Section 1009.104 makes mandatory that every owner of a vehicle operating at any time on the highways of Pennsylvania carry specified minimum amounts of no-fault insurance coverage for that period of time when the vehicle is present in the state. This applies as well to non-resident owners of vehicles operated in Pennsylvania for any period of time, however short. Greathouse v. Federal Kemper Insurance Co., 13 Pa.D. & C.3d 785 (1980). It is not easy to understand why with one hand the legislature would make such careful provision for the protection of non-resident victims through their inclusion in the assigned claims plan and the requirement that they carry minimum amounts of no-fault insurance, if with the other hand they intended to permit them a complete and unlimited remedy outside the Act. It appears to be somewhat anomalous to require one to carry no-fault insurance and then allow him to recover from an independent source damages covered by the insurance. The inter*781play of these sections may indicate that the legislature’s purpose was to create a plan which is uniform in its operation on resident and non-resident victims alike as suggested by the Toter dissent.

While these considerations are attractive, we apply here the holding of the majority in Toter in accord with the deference we owe in a diversity case to a decision of a Pennsylvania Appellate Court, West v. American Telephone & Telegraph Co., 311 U.S. 223, 237, 61 S.Ct. 179,183, 85 L.Ed. 139 (1940), and in the absence of any indication of a contrary position of the Pennsylvania Supreme Court. Blake v. Kline, 612 F.2d 718, 723 (3d Cir. 1979). Plaintiff may pursue his negligence claim against the defendant without being required to recover a portion of his damages under the No-Fault Act.

The question has been raised as to whether plaintiff’s employer’s Worker’s Compensation insurer must be joined as a real party in interest under Fed.R.Civ.P. 17(a). It is clear that no subrogation rights exist under the Ohio Worker’s Compensation Law. Ohio Rev.Code Ann. § 4123.01 et seq. (Page): Madrin v. Wareham, 344 F.Supp. 166 (W.D.Pa.1972). Without subrogation, the insurer has no interest in these proceedings and need not be joined in this action.

The award of workmen’s compensation benefits to plaintiff requires an examination of the collateral source rule. The question posed is whether benefits such as workmen’s compensation must be deducted from any award received in this action, or whether plaintiff will be permitted “double dipping”, that is full recovery of damages without deduction of the collateral benefits. Because by statute plaintiff’s tort claim is governed by Ohio law, 40 Pa.Stat.Ann. § 1009.110(c)(2), we will look to Ohio’s position on the collateral source doctrine.
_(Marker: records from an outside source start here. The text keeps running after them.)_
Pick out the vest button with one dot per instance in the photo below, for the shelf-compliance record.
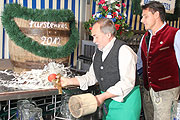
(101, 67)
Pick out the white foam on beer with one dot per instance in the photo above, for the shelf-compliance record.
(36, 78)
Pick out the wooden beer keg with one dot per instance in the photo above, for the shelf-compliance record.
(24, 60)
(82, 104)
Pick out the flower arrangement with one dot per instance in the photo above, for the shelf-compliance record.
(111, 9)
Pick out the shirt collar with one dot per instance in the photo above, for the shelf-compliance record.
(158, 29)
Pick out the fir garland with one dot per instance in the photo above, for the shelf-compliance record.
(48, 15)
(137, 10)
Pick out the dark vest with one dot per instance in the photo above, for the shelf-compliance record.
(160, 67)
(107, 72)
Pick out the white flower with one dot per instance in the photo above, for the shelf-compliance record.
(98, 14)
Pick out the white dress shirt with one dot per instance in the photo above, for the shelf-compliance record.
(127, 66)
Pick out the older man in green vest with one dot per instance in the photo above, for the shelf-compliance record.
(114, 68)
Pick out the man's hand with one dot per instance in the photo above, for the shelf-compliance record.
(102, 97)
(68, 81)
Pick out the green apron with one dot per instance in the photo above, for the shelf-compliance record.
(129, 109)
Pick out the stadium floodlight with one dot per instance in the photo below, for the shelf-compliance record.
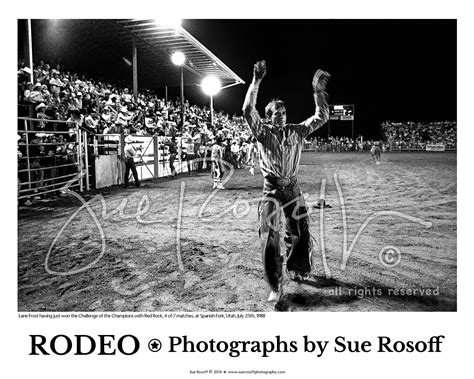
(211, 86)
(172, 22)
(178, 58)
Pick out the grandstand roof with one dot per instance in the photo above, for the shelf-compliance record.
(155, 43)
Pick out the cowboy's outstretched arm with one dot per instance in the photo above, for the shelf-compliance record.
(249, 110)
(321, 113)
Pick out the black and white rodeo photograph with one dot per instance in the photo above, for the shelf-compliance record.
(237, 165)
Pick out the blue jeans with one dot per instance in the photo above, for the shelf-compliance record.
(297, 236)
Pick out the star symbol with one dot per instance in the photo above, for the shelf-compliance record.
(154, 345)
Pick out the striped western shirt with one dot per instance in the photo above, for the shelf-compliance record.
(280, 148)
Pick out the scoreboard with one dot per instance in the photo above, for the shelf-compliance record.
(341, 112)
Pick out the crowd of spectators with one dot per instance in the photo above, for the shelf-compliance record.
(416, 135)
(57, 94)
(104, 108)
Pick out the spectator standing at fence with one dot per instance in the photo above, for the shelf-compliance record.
(129, 154)
(41, 115)
(173, 151)
(280, 145)
(217, 166)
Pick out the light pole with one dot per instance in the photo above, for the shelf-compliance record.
(178, 58)
(211, 86)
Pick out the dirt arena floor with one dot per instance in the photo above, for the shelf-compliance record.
(145, 250)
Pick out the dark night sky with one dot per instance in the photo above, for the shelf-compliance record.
(389, 69)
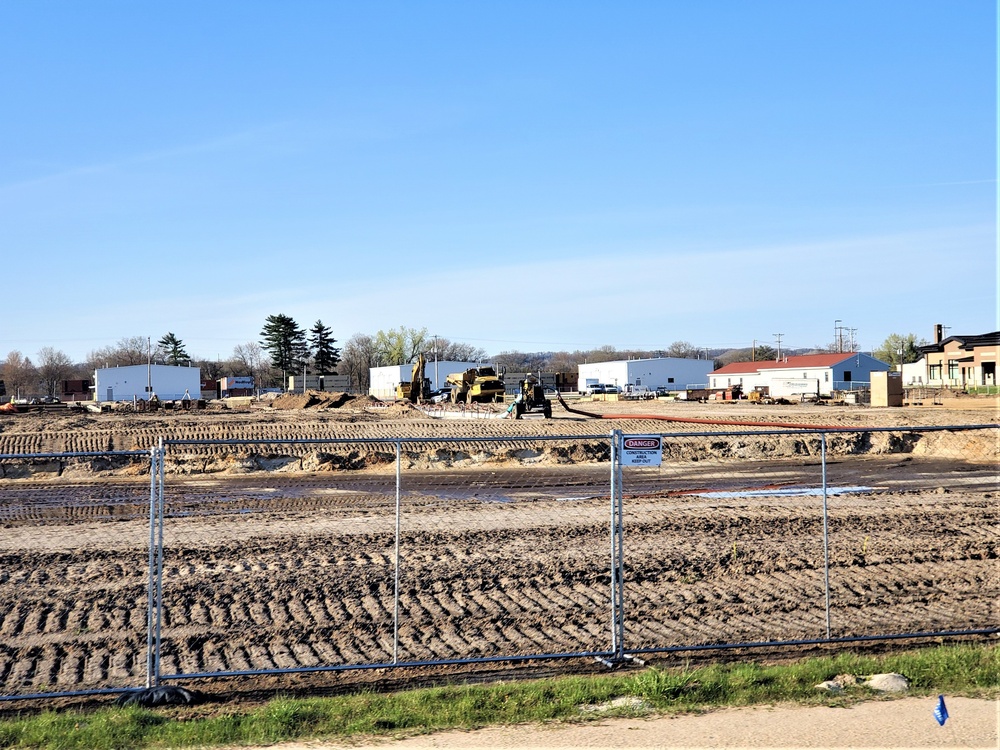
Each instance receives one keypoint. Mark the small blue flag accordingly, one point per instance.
(941, 711)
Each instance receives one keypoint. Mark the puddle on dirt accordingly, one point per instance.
(788, 492)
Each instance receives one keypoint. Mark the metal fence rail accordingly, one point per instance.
(254, 557)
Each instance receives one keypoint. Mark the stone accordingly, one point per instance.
(888, 683)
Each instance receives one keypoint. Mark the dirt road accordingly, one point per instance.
(902, 723)
(285, 558)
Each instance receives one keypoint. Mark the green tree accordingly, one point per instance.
(895, 343)
(172, 349)
(325, 355)
(282, 338)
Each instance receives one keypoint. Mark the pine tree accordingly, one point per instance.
(285, 342)
(325, 355)
(173, 350)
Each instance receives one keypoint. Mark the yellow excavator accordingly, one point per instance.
(479, 385)
(422, 392)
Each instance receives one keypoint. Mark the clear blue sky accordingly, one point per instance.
(531, 176)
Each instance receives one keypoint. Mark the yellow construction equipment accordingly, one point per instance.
(405, 390)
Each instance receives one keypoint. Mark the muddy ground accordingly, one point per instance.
(283, 556)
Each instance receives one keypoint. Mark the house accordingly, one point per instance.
(671, 373)
(961, 361)
(821, 374)
(168, 382)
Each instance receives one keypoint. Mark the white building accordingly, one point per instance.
(672, 373)
(810, 373)
(383, 380)
(168, 382)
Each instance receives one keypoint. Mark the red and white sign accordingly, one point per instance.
(641, 450)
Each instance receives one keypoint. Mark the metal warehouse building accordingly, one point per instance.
(672, 373)
(168, 382)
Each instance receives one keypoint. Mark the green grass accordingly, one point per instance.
(970, 670)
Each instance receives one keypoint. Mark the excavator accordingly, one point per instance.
(530, 402)
(481, 385)
(422, 393)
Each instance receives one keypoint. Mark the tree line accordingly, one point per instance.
(286, 348)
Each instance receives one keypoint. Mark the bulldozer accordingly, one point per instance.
(476, 385)
(530, 402)
(406, 391)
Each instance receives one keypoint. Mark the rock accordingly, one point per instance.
(847, 680)
(629, 703)
(888, 683)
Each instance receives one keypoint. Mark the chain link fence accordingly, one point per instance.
(252, 557)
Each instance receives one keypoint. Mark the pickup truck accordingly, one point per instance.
(639, 393)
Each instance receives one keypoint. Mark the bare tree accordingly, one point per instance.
(131, 350)
(457, 352)
(401, 346)
(357, 358)
(19, 375)
(53, 367)
(683, 350)
(254, 360)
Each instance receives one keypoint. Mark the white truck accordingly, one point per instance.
(639, 393)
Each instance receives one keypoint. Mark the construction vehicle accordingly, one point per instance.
(475, 385)
(530, 402)
(406, 391)
(760, 395)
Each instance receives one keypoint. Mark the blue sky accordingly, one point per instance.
(519, 176)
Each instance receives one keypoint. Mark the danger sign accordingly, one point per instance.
(642, 450)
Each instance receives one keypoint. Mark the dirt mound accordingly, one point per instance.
(312, 400)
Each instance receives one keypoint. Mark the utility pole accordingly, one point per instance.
(437, 383)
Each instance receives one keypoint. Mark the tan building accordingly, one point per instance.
(962, 361)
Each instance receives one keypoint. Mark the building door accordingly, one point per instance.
(989, 373)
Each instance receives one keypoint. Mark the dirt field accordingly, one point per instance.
(283, 556)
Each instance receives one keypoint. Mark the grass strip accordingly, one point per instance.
(970, 670)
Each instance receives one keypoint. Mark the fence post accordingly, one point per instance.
(395, 592)
(612, 535)
(620, 560)
(154, 457)
(159, 568)
(826, 535)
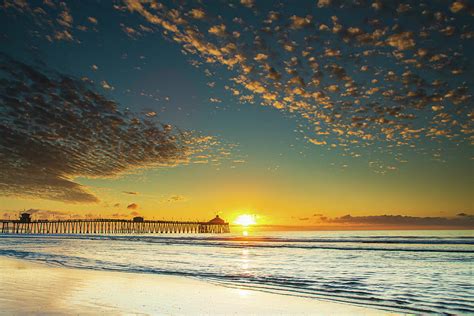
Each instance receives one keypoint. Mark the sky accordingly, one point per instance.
(308, 113)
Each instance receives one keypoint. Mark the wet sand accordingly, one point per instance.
(33, 288)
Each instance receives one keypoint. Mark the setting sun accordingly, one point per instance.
(245, 220)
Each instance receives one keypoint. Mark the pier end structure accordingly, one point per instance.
(137, 225)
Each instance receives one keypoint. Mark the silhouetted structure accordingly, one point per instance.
(25, 218)
(137, 225)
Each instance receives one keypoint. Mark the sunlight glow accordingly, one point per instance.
(245, 220)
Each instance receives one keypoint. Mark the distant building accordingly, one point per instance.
(25, 218)
(216, 220)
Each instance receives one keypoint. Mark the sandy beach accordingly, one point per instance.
(33, 288)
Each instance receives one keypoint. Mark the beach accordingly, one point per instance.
(35, 288)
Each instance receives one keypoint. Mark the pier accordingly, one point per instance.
(111, 226)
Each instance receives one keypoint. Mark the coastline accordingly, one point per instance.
(36, 288)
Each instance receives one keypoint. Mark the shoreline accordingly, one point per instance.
(38, 288)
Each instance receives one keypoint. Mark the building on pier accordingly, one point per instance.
(25, 218)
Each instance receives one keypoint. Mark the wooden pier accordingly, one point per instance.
(111, 226)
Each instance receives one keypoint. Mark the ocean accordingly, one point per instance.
(400, 271)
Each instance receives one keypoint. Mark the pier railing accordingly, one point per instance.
(110, 226)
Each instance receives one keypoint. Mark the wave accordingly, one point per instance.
(338, 291)
(392, 244)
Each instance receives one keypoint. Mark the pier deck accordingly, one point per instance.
(110, 226)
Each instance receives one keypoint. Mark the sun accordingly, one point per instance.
(245, 220)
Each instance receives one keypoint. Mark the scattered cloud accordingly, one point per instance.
(132, 206)
(175, 198)
(357, 82)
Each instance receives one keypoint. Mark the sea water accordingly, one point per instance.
(404, 271)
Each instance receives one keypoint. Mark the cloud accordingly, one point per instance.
(132, 206)
(56, 128)
(41, 214)
(175, 198)
(318, 68)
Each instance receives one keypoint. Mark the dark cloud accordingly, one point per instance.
(132, 206)
(55, 128)
(40, 214)
(466, 221)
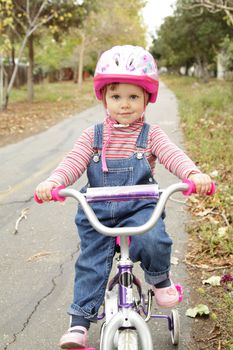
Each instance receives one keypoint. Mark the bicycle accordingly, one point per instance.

In Ohio, workmen’s compensation benefits are regarded as being in the nature of occupational insurance from which the tortfeasor should not receive a benefit. Dearhouse v. Bethlehem Steel Co., 118 F.Supp. 936, 939 (N.D.Ohio 1954). The settled Ohio collateral source rule then is that in a negligence action against a third-party tortfeasor, the workman is entitled to recover the full amount of damages sustained without deducting awards under the Worker’s Compensation Law. Truscon Steel Co. v. Trumbull Cliffs Furnace Co., 120 Ohio St. 394, 166 N.E. 368 (1929); McDowell v. Rockey, 32 Ohio App. 26, 167 N.E. 589 (1929); Dearhouse, supra, 118 F.Supp. 936; Powell v. Wagner, 178 F.Supp. 345 (E.D.Wisc. 1959); 58 O.Jur.2d, Workmen’s Compensation § 20.

In summary, and for the reasons stated above: a) plaintiff is not required to pursue no-fault remedies for threshold amounts and may maintain a tort action in accord with Ohio law for the full amount of damages; b) no subrogation rights exist and no additional parties need be joined under Fed. R.Civ.P. 17(a); and c) Ohio Worker’s Compensation is a collateral source and is not to be deducted from any award for damages received in this action.